We've all enjoyed a laugh at recent TV news programmes where live interviews were interrupted by toddlers demanding "two biscuits" or wanting to show off a picture of a unicorn.

Parents laugh the most because it's the kind of scenario that's been happening on a daily basis since lockdown was imposed. I've been working from home (WFH), talking to clients, staff and journalists via video link, always aware that one of my three children could come marching in at any point - once or twice my youngest has.

Since we started WFH, we've all found out a lot more about one another's home lives. As time has gone by, our work and home personas have merged.

During one call, we had our own child invasion moment, when a staff member's toddler took their first few steps. No embarrassment here, it was magical.

As WFH becomes the norm, we can all expect more of these family interruptions during our working days. In fact, families and personal lives have always been there, we just used to hide them away.
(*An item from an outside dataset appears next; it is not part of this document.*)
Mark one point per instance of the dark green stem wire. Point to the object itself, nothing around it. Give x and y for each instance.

When you give them the option, people choose to work in a variety of different ways. Some are early risers, others are night owls. We all have our different rhythms and so peak performance comes at different times. But, also, people work best when they know their loved ones are being cared for and don't need their attention.

Business leaders should be proactive in ensuring work and family life are healthy and inclusive. Staff with dependents should be given greater flexibility and they need to feel confident to raise family issues, without feeling they will be punished for doing so.

The workplace is changing and Covid-19 has accelerated these trends. The businesses that are going to succeed are those which embrace inclusivity. Many companies struggle to hold on to female talent over the age of 30 and this is to their detriment.

As the world rapidly changes, we will need diversity of thought to solve the new and complex problems that come our way. We need parents and carers in that mix. Women will benefit from an inclusive workplace culture but so will men who want, and often do, take responsibility for their children or aged dependants.

So, thank goodness for those child invaders, who've reminded us in such a vivid way that we all have families. After all, they are what motivates us to work in the first place.